The NEA draws on the whole course: nutrition and diet to justify dish choices, food science to explain the investigation, food safety to work hygienically, and provenance and choice to select ingredients. Doing well means combining knowledge with confident, well-planned practical skills.

Try this

Q1. State the percentage each NEA assessment is worth. [2 marks]

  • Cue. Food Investigation 15%; Food Preparation Assessment 35%.

Q2. How many dishes are made in the Food Preparation Assessment, and in roughly how long? [1 mark]

  • Cue. Three dishes, usually within a single three-hour session.

Exam-style practice questions

Practice questions written in the style of WJEC Eduqas exam questions on this dot point, with worked answer explainers. The year tag is the paper they imitate, not the source.

Eduqas 20196 marksDescribe how you would plan and carry out a fair investigation into how the amount of fat affects the texture of shortcrust pastry, as in the Food Investigation.
Show worked answer →

A 6-mark question framed around Assessment 1, the Food Investigation.

Form a hypothesis (for example, more fat gives a shorter, more crumbly pastry up to a point). Plan a fair test: vary only the amount of fat (the independent variable) while keeping everything else the same (the same flour, water, mixing method, rolling thickness, oven temperature and baking time). Make several samples with different fat amounts.

Test the results objectively: judge texture with a coded sensory test or by recording how the pastry crumbles or snaps, record the results in a table, and repeat for reliability. Analyse the results, draw a conclusion linked to the science (fat coats the flour and limits gluten, giving a shorter texture), and evaluate the method.

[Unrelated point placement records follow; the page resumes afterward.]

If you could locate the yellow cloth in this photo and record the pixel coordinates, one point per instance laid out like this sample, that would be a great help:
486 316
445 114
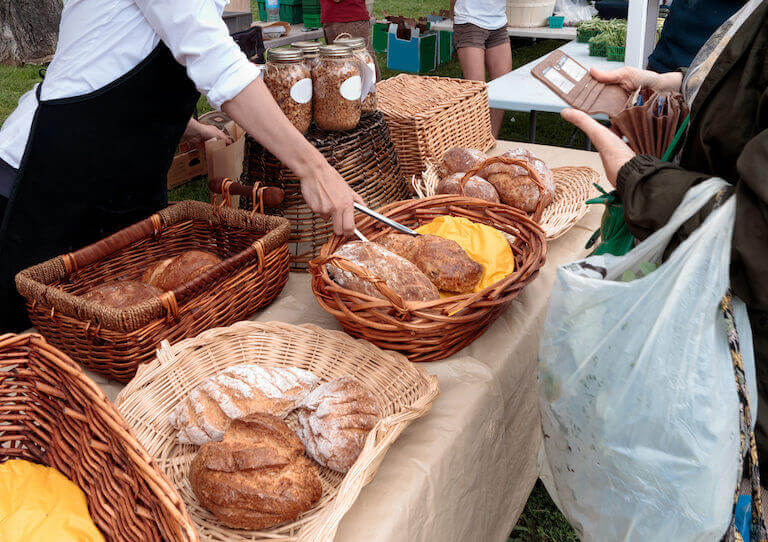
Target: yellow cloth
484 244
39 504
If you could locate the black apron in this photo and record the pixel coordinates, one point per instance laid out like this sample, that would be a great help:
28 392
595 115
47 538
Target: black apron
93 164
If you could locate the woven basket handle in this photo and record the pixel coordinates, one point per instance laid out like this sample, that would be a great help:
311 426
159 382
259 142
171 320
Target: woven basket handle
539 211
269 196
346 265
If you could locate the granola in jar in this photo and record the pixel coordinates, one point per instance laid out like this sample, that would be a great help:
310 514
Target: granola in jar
337 86
368 94
290 82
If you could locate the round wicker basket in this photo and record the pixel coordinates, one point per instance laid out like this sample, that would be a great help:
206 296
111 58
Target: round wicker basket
365 157
429 331
403 392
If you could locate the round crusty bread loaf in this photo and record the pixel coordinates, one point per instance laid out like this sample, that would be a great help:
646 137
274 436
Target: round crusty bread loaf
334 420
460 159
257 476
403 277
119 294
170 273
475 187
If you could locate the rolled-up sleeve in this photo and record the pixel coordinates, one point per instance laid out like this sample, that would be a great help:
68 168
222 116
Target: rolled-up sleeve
198 38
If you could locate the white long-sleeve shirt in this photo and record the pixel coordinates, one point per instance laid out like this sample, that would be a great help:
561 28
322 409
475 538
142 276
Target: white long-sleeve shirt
101 40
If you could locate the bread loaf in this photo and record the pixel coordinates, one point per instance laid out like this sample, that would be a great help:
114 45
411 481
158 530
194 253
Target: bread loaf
475 187
119 294
257 476
443 261
236 392
460 160
334 420
399 274
170 273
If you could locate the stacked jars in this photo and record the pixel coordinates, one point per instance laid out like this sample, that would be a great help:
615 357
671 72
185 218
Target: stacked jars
337 87
367 66
290 82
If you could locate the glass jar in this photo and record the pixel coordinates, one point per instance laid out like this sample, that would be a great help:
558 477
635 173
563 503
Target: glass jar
368 93
337 85
311 51
290 82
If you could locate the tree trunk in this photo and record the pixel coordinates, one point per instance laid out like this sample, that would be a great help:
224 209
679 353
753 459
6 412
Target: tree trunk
28 30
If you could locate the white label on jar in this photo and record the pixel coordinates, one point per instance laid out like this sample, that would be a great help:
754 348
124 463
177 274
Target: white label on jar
301 91
352 88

Top-band answers (5 to 6 marks) include a hypothesis, a fair test with controlled variables, objective recording, repetition and a science-linked conclusion.

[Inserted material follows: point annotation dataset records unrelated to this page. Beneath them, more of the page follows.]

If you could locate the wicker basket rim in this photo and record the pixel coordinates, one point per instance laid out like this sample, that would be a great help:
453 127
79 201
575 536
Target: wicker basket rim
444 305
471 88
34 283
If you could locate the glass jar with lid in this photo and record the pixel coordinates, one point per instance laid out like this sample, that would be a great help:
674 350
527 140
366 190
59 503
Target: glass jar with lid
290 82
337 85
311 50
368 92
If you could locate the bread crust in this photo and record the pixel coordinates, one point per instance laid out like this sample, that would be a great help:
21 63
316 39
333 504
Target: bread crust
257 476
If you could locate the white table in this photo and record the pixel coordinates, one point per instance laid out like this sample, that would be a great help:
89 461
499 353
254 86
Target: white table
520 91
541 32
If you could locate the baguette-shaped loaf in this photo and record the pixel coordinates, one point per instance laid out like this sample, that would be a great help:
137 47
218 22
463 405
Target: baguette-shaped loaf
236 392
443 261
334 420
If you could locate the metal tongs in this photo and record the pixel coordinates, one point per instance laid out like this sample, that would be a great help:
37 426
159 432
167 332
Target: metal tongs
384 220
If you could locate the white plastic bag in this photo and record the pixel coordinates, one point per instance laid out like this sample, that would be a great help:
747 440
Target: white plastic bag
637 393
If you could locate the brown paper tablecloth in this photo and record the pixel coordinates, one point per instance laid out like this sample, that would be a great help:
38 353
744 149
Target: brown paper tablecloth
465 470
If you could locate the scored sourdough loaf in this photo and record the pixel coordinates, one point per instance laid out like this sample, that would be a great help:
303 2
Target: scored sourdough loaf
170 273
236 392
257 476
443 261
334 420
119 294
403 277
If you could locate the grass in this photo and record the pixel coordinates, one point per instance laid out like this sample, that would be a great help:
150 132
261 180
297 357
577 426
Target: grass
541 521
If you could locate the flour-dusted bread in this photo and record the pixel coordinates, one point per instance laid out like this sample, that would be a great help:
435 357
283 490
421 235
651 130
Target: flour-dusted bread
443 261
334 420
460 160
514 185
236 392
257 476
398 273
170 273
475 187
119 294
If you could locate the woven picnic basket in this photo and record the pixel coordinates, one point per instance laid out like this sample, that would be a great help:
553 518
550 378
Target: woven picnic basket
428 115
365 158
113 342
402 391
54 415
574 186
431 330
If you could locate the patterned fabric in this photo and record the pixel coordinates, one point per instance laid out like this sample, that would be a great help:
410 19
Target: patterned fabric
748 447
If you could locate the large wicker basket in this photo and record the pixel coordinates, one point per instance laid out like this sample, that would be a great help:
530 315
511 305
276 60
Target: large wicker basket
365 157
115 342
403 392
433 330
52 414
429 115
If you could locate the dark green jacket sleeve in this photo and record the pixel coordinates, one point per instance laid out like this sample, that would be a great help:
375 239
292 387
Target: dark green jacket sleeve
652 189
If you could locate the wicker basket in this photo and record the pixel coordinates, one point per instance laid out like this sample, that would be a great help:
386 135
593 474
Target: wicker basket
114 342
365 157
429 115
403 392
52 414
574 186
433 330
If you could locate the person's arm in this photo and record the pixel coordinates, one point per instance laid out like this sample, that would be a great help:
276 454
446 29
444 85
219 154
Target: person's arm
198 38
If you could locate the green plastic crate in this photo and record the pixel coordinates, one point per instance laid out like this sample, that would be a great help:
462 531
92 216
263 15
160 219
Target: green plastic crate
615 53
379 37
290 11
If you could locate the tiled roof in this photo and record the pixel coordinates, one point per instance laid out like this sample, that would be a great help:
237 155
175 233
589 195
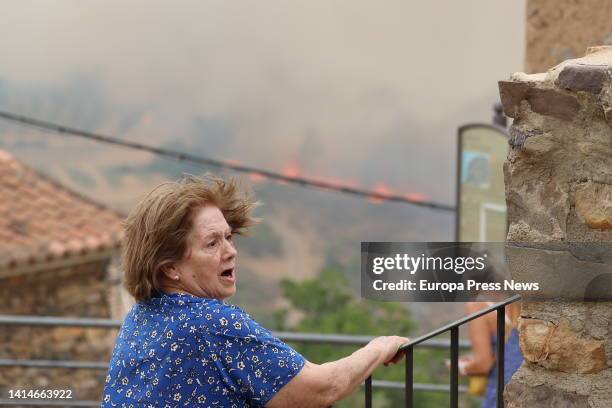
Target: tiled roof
40 220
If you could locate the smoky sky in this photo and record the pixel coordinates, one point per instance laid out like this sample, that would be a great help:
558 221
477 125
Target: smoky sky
367 91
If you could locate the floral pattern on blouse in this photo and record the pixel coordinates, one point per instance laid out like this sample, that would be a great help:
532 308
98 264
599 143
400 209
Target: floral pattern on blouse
178 350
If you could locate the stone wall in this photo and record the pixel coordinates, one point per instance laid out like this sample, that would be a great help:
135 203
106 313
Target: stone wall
76 291
558 178
562 29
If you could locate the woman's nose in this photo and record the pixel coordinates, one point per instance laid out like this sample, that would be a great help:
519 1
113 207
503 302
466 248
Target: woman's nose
230 249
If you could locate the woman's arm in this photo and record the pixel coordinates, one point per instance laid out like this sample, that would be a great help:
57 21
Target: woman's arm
480 333
323 385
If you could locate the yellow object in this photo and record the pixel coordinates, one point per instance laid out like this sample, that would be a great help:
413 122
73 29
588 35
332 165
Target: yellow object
477 385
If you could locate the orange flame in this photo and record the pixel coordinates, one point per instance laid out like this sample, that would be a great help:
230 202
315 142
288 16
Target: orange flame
382 190
256 177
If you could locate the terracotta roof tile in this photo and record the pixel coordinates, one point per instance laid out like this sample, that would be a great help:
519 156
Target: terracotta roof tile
41 219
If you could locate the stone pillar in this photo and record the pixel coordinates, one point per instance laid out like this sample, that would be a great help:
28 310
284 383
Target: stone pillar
558 178
557 30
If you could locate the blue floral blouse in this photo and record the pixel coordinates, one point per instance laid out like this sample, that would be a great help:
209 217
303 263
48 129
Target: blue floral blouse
178 350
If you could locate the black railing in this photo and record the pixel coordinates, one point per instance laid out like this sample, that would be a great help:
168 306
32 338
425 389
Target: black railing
453 327
309 338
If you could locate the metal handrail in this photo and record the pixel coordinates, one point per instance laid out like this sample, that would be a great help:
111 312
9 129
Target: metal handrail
316 338
453 327
102 323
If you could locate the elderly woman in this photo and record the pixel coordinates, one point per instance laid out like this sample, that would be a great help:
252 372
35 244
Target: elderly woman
181 344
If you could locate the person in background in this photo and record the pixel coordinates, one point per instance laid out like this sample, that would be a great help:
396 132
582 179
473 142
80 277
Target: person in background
483 336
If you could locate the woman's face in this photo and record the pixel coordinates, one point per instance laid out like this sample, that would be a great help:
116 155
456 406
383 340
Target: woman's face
208 268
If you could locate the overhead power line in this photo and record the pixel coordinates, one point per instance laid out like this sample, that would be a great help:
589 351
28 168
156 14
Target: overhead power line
199 160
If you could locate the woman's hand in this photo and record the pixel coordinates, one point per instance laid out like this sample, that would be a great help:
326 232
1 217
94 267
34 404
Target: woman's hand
388 347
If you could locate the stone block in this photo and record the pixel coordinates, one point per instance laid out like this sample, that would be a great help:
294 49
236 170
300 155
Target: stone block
519 395
594 205
511 94
587 78
558 347
552 103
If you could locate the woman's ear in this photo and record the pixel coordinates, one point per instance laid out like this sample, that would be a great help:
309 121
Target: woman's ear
171 272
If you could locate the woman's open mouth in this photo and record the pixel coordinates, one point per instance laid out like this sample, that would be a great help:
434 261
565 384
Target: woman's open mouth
229 275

Eduqas 20214 marksExplain how good planning and time management help a student succeed in the three-hour Food Preparation Assessment.
Show worked answer →

A 4-mark question on Assessment 2.

Good planning means choosing dishes that show a range of skills and fit the brief, then writing a time plan that orders the tasks sensibly: start the longest jobs first (such as a dish that needs to bake or chill), dovetail tasks so the oven and hob are used efficiently, and build in checks for safety and quality.

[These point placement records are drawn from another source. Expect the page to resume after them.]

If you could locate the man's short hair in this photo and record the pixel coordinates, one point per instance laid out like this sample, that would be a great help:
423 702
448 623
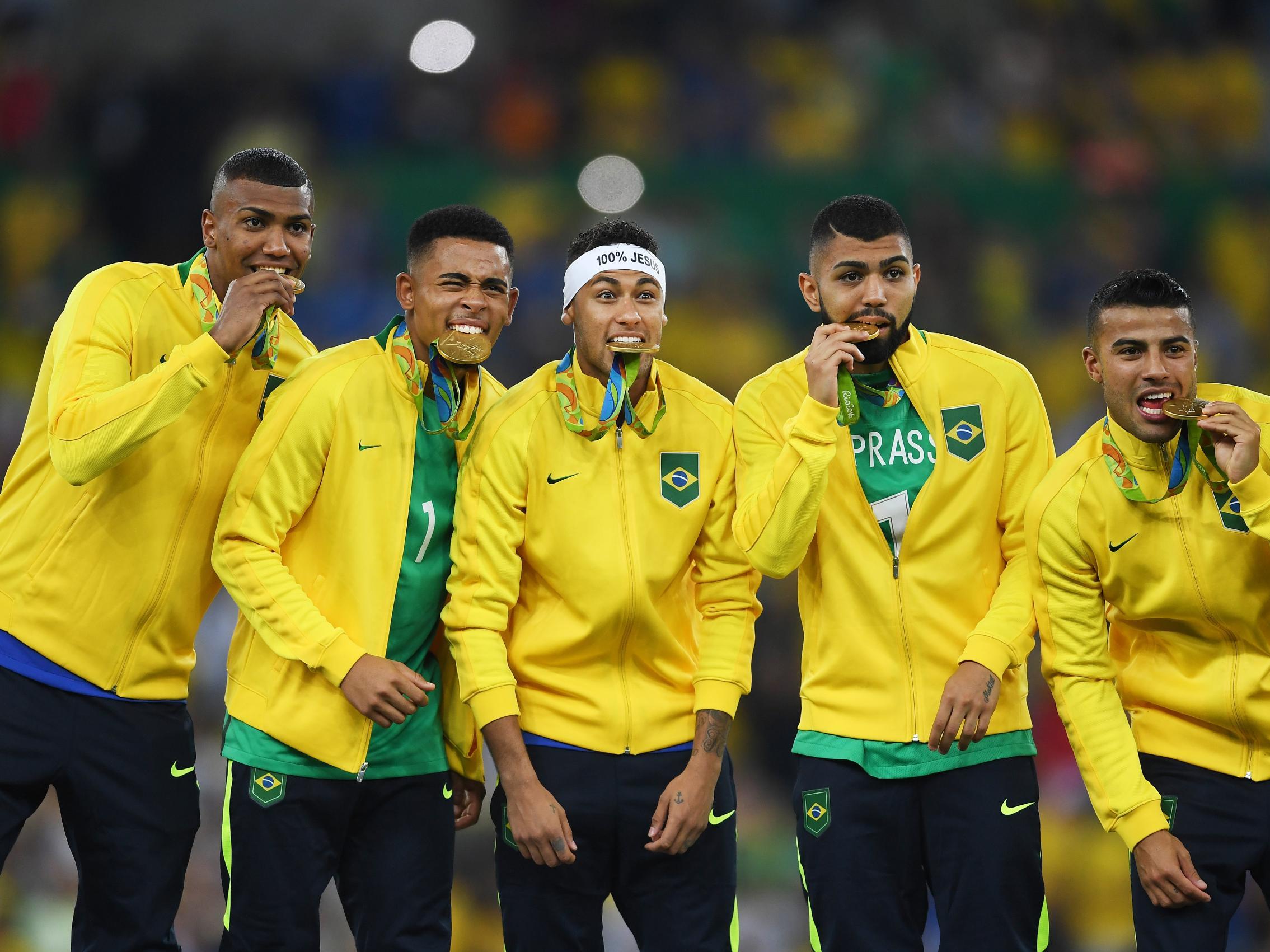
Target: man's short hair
610 233
461 221
1140 287
864 217
265 165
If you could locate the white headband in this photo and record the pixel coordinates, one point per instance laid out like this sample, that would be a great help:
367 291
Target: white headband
611 258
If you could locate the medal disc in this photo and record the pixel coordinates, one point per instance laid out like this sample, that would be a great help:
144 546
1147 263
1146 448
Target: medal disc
1187 409
463 348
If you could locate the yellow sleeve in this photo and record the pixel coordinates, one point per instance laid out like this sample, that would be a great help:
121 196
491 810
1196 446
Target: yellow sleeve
1254 490
1076 660
781 476
1006 635
457 725
271 490
724 587
98 414
485 579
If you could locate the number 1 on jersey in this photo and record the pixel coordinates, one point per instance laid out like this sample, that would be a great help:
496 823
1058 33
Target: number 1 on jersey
427 536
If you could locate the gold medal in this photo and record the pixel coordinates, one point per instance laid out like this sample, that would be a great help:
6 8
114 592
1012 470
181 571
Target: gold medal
463 348
1185 409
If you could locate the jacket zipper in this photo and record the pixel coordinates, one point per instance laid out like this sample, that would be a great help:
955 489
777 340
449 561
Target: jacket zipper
148 615
1235 645
405 531
630 599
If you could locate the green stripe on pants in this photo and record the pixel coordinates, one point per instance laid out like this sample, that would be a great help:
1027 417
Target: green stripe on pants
227 843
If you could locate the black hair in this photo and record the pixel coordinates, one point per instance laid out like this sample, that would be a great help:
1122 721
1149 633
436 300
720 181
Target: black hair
610 233
265 165
1140 287
461 221
864 217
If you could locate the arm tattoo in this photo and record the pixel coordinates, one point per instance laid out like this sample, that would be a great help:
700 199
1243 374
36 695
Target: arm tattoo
713 729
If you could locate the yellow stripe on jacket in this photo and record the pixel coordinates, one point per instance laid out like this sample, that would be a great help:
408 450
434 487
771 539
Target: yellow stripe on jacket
309 545
108 505
882 636
1161 611
589 595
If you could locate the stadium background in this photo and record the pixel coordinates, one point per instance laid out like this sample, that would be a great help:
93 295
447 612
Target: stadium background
1034 148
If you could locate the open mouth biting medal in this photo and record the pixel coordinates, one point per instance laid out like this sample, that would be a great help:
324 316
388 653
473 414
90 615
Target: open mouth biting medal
1185 409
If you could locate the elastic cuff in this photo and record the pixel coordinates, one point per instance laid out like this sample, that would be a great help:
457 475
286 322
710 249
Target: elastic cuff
992 654
716 696
470 767
1141 823
205 356
338 656
816 422
1254 489
493 704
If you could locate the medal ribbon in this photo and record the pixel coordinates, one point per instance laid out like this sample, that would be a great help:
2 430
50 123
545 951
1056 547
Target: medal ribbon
1127 482
849 400
617 400
265 353
447 390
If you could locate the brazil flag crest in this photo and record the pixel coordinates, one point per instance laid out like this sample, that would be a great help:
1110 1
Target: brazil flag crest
680 477
267 787
816 810
963 430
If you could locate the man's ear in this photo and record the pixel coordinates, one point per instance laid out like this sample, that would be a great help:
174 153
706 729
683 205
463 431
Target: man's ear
810 291
405 292
1091 365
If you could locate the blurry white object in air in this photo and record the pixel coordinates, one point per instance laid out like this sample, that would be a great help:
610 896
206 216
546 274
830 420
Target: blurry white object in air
441 46
610 184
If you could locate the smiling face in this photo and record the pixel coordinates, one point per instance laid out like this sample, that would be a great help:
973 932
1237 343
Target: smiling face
617 306
253 226
457 283
865 282
1144 357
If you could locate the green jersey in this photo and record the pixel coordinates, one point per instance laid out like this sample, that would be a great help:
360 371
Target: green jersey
416 747
894 456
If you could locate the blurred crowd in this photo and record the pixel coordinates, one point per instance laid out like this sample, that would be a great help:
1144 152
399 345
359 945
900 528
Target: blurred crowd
1035 148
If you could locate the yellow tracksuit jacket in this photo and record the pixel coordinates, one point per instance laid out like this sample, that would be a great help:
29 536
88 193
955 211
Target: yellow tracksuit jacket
110 501
309 545
883 635
597 590
1161 611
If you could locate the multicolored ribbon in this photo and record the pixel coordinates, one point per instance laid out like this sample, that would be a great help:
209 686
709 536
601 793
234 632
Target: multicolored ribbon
849 400
447 390
1127 482
265 353
617 399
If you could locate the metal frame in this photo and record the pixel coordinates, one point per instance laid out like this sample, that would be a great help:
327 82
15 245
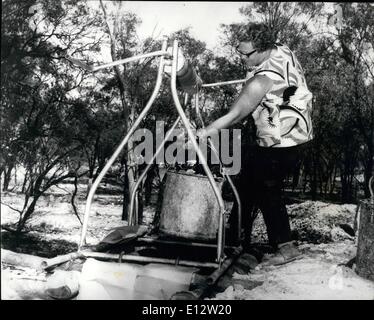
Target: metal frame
133 214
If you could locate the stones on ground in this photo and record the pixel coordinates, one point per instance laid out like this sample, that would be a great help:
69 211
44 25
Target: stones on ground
63 285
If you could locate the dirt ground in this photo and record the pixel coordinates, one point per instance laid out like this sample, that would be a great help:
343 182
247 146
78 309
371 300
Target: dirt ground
322 231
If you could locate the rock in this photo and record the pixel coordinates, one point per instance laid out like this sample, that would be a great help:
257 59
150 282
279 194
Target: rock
63 285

Good time management means following the plan, working tidily and safely (clearing as you go), and finishing all three dishes ready to serve at the same time. This lets the student show their skills calmly and present the dishes well, gaining marks for making and presentation.

Markers reward linking planning (dovetailing, ordering tasks, starting long jobs first) and time management (working to the plan, finishing on time) to a successful, well-presented outcome.